Location

Medeon

Medeon is grimy, gorgeous, and completely unapologetic about being both. It's a former Greek immigrant shipbuilding city on the Taskequan River that peaked about seventy years ago and has been stubbornly refusing to die ever since.

The skyline is all shades of gray and rust — abandoned factories, empty lots, chemical plants belching steam into a charcoal sky, chain-link fences around loading docks where nobody's loading anything anymore. Sidewalks crack and buckle. Hallways smell like cigarettes and something sour you don't want to identify. Winter here has teeth. But the bones are extraordinary.

The Lyceum Public Library rises like a dignified elder surrounded by ambitious glass-and-steel grandchildren, its limestone weathered to soot-edged gray, hand-carved ceiling medallions commissioned by the city's founder — a Greek robber baron who made his fortune in shipbuilding and wanted to rival the great libraries of Athens. Corinthian columns, mosaic floors, friezes of Greek mythology.

A faded mural of Mount Olympus overlooks a vacant lot where kids play in broken concrete and weeds.

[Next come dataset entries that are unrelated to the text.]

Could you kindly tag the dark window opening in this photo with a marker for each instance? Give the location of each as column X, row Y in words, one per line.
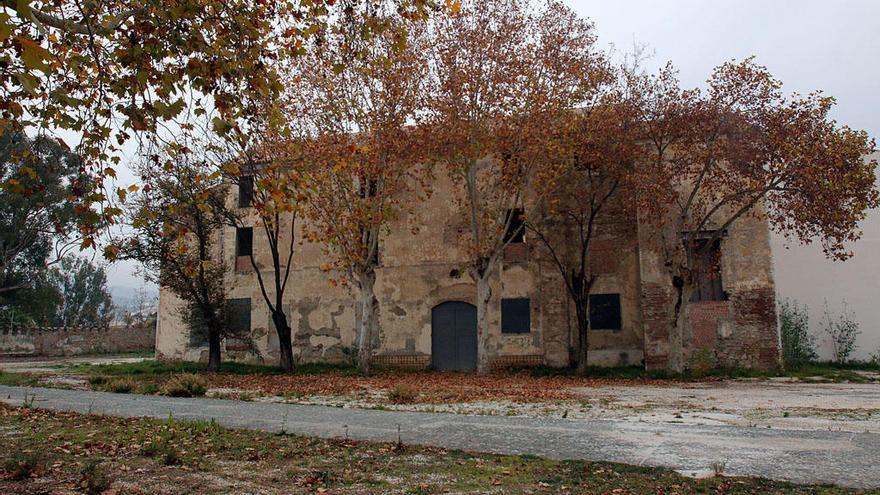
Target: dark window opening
column 369, row 188
column 707, row 271
column 198, row 328
column 516, row 231
column 605, row 312
column 245, row 191
column 244, row 241
column 238, row 316
column 516, row 316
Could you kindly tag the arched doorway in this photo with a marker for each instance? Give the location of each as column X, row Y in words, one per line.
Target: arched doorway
column 454, row 336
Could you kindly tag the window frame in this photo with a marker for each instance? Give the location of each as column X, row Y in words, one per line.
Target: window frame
column 708, row 289
column 245, row 315
column 238, row 241
column 520, row 314
column 614, row 301
column 514, row 224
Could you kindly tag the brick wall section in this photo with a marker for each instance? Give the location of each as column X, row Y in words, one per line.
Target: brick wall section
column 753, row 341
column 50, row 341
column 704, row 318
column 657, row 315
column 423, row 362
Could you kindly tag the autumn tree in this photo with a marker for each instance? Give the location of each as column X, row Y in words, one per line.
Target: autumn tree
column 176, row 218
column 363, row 95
column 504, row 71
column 106, row 71
column 742, row 148
column 270, row 172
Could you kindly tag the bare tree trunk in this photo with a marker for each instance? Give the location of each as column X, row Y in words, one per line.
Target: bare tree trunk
column 282, row 328
column 367, row 321
column 484, row 296
column 582, row 309
column 682, row 295
column 214, row 349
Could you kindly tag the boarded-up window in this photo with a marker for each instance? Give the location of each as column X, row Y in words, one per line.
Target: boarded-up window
column 244, row 241
column 245, row 191
column 516, row 316
column 707, row 272
column 516, row 231
column 238, row 316
column 605, row 312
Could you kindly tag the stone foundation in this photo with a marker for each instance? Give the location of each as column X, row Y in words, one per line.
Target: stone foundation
column 52, row 341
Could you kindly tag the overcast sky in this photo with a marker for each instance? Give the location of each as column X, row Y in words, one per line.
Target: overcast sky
column 832, row 45
column 808, row 44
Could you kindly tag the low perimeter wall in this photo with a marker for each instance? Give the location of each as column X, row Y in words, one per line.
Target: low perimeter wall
column 51, row 341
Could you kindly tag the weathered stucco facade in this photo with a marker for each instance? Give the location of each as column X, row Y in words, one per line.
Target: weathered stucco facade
column 423, row 265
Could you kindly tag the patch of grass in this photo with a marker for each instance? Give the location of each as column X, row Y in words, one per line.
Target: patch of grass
column 22, row 465
column 94, row 478
column 120, row 385
column 402, row 394
column 148, row 388
column 825, row 370
column 149, row 453
column 158, row 368
column 18, row 379
column 185, row 385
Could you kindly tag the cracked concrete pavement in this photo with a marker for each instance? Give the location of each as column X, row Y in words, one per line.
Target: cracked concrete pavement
column 803, row 456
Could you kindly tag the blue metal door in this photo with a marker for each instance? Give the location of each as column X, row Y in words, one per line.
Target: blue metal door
column 454, row 337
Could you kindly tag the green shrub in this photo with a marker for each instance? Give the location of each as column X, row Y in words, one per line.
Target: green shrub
column 162, row 450
column 843, row 331
column 185, row 385
column 798, row 344
column 94, row 479
column 22, row 465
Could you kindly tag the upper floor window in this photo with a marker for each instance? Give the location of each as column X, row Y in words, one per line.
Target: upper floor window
column 244, row 241
column 515, row 222
column 238, row 316
column 245, row 191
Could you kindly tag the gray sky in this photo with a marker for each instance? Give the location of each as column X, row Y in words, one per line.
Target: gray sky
column 809, row 45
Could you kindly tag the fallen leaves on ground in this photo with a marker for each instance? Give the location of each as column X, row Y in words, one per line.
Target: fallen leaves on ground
column 431, row 387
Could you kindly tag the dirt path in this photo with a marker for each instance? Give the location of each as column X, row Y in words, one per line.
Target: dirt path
column 844, row 458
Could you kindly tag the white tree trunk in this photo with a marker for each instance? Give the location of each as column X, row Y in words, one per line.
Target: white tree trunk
column 366, row 322
column 484, row 295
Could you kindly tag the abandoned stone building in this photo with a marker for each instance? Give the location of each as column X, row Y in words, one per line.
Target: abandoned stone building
column 426, row 317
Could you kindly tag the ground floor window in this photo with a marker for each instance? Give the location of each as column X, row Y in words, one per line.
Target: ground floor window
column 238, row 316
column 516, row 315
column 605, row 312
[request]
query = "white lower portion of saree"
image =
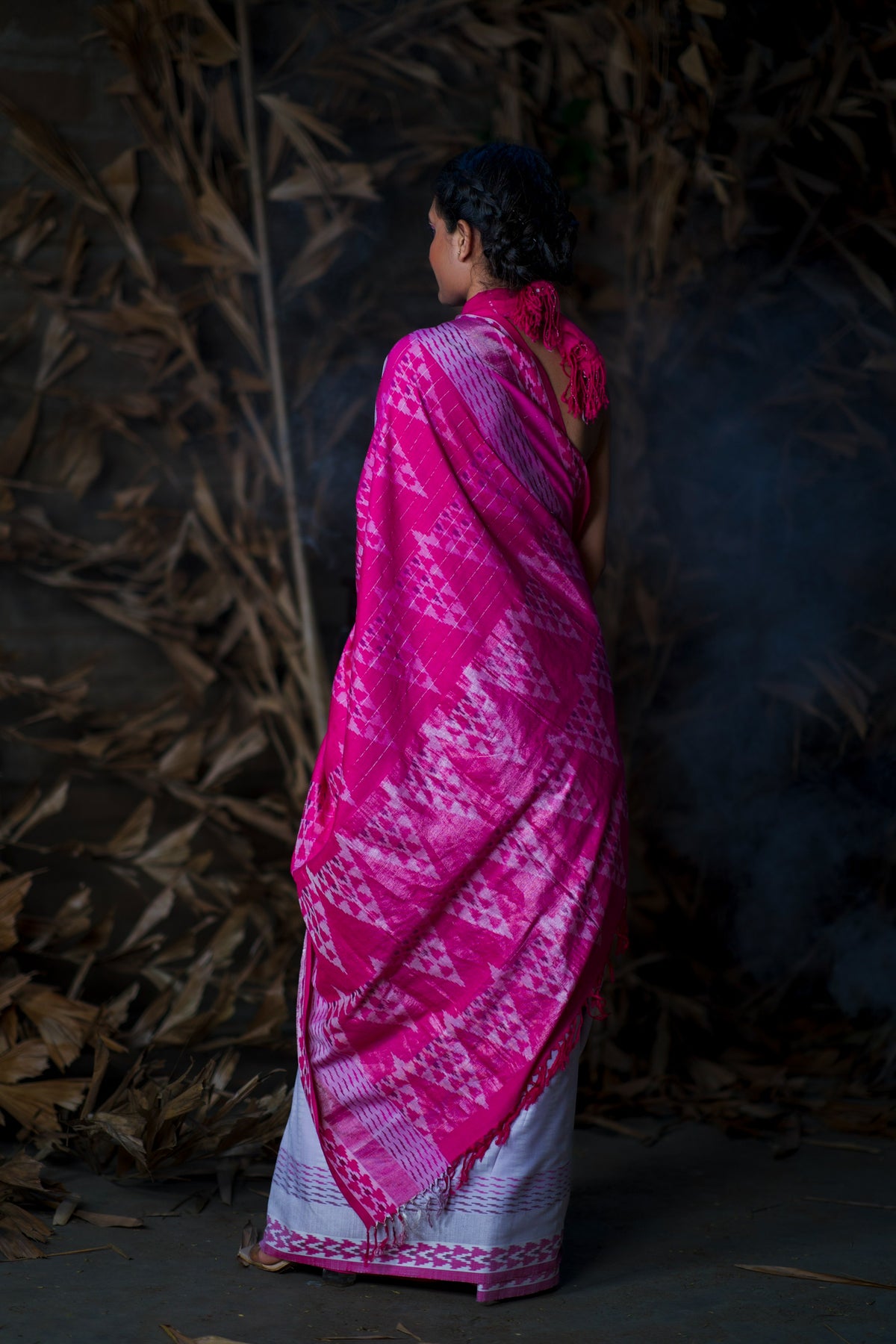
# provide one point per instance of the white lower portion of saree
(501, 1230)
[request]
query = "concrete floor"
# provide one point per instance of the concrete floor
(652, 1241)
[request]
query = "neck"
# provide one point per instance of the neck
(479, 287)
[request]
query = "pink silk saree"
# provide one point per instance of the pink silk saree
(461, 860)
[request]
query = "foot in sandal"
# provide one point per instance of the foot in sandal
(254, 1256)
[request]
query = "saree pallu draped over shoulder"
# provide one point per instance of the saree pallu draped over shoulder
(461, 860)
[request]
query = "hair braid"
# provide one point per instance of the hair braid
(511, 195)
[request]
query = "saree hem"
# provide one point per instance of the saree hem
(532, 1275)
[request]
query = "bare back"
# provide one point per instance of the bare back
(593, 440)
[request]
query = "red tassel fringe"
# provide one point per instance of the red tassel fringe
(390, 1229)
(538, 314)
(586, 394)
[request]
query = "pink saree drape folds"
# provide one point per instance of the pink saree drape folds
(461, 860)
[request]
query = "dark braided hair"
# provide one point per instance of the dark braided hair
(511, 195)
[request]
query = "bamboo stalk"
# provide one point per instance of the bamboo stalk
(317, 680)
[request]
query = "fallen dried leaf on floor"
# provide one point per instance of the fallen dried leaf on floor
(788, 1272)
(179, 1337)
(108, 1219)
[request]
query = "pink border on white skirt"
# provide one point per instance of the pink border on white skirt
(536, 1270)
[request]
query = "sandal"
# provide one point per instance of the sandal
(245, 1257)
(246, 1248)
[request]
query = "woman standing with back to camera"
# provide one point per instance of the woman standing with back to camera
(461, 862)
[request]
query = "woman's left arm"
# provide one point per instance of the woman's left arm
(593, 538)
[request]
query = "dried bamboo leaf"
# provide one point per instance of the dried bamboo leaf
(220, 218)
(49, 806)
(34, 1105)
(13, 893)
(788, 1272)
(243, 747)
(63, 1023)
(108, 1219)
(132, 835)
(334, 181)
(25, 1060)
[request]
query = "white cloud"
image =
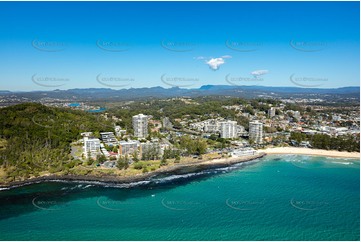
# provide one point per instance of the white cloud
(215, 63)
(259, 73)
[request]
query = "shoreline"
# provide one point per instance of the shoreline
(113, 179)
(309, 151)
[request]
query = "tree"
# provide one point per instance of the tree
(123, 163)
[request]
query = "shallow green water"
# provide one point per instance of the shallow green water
(276, 198)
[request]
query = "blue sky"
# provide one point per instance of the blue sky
(64, 45)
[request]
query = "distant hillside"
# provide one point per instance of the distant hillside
(335, 94)
(36, 138)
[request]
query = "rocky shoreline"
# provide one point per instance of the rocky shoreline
(113, 179)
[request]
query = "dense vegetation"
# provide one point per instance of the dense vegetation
(38, 138)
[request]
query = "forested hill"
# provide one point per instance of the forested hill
(35, 138)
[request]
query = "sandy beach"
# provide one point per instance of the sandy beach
(308, 151)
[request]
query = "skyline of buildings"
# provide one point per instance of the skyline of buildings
(140, 125)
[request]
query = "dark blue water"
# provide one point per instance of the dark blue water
(277, 198)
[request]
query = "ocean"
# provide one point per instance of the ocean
(278, 197)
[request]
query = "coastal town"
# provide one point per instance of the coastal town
(269, 126)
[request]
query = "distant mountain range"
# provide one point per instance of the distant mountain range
(93, 94)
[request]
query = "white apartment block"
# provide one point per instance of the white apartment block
(228, 129)
(92, 146)
(140, 125)
(256, 131)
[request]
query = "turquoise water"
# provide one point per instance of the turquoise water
(277, 198)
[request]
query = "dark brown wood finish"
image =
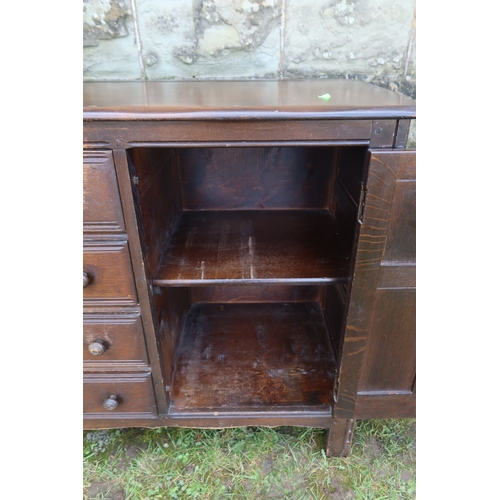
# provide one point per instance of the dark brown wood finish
(381, 183)
(389, 367)
(259, 247)
(111, 281)
(262, 100)
(254, 294)
(267, 188)
(254, 357)
(142, 279)
(122, 338)
(102, 211)
(133, 393)
(255, 178)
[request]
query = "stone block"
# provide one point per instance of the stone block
(109, 49)
(366, 39)
(209, 39)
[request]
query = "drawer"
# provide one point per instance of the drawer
(102, 211)
(108, 276)
(113, 339)
(118, 394)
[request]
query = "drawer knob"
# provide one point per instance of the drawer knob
(111, 403)
(97, 348)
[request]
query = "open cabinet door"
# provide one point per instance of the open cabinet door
(377, 367)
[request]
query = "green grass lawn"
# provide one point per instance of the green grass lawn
(249, 463)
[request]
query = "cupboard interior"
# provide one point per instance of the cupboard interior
(250, 251)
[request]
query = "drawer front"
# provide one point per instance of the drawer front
(122, 393)
(102, 211)
(113, 339)
(109, 275)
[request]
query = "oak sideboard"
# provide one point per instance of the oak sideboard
(248, 255)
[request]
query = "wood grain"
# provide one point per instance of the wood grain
(262, 357)
(102, 211)
(259, 247)
(123, 336)
(111, 276)
(134, 391)
(255, 178)
(242, 100)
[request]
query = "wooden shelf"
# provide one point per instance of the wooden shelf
(254, 357)
(254, 247)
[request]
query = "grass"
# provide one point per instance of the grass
(249, 463)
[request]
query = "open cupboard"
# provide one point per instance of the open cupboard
(252, 263)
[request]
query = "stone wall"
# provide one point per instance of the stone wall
(370, 40)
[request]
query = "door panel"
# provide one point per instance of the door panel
(378, 353)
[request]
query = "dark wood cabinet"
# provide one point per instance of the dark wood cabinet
(249, 255)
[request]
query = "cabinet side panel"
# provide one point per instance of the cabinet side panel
(157, 195)
(172, 307)
(389, 364)
(255, 178)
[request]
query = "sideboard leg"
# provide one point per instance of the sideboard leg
(339, 438)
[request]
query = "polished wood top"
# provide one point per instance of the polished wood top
(235, 100)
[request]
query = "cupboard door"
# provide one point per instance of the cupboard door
(377, 373)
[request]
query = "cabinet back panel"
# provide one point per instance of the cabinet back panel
(255, 178)
(158, 196)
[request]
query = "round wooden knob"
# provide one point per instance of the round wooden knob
(97, 348)
(111, 403)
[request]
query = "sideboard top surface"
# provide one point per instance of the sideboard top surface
(242, 100)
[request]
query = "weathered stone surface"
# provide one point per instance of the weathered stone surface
(210, 39)
(114, 59)
(362, 39)
(104, 19)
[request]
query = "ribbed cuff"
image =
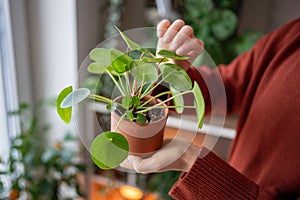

The city's Greek heritage is everywhere, in architecture nobody maintains and pride nobody funds.

And then there's the hidden Medeon — the forgotten cemetery buried behind a defunct paper mill and a rusted water treatment plant, headstones drunk-angled and half-swallowed by dead grass, a massive elm knocking graves askew like chess pieces on an abandoned board, completely silent except for the hum of machinery from surrounding plants. The city literally built around it and forgot.

It's the kind of place that keeps secrets not on purpose, but because nobody's paying enough attention to notice them. Neighborhoods shift block by block. One minute you're passing a vintage clothing store and a yoga studio with tasteful window displays; the next it's a laundromat with a buzzing neon sign and a corner store with bars on the windows.

There's a dive bar called the Anchor on Porter Street you don't walk past alone at night. There's a gentrified shopping district that screams seventy-dollar sage bundles. There's a converted canning factory where artists and librarians and freight dispatchers live in rent-controlled apartments with enormous factory windows that let in amazing light.

The Beacon of Light Ministry operates out of a repurposed movie theater with thick curtains hiding the interior. The subway smells like stale coffee and exhaust, and someone's set up camp by the ticket machines.

Medeon is the kind of city where people land when they're starting over — because there's a job that'll hire a résumé heavier on retail than credentials, because rent-controlled apartments still exist if you know the right person, because it's far enough from wherever you came from. It's a place with character, as Darby diplomatically texts a friend. And it isn't entirely a lie.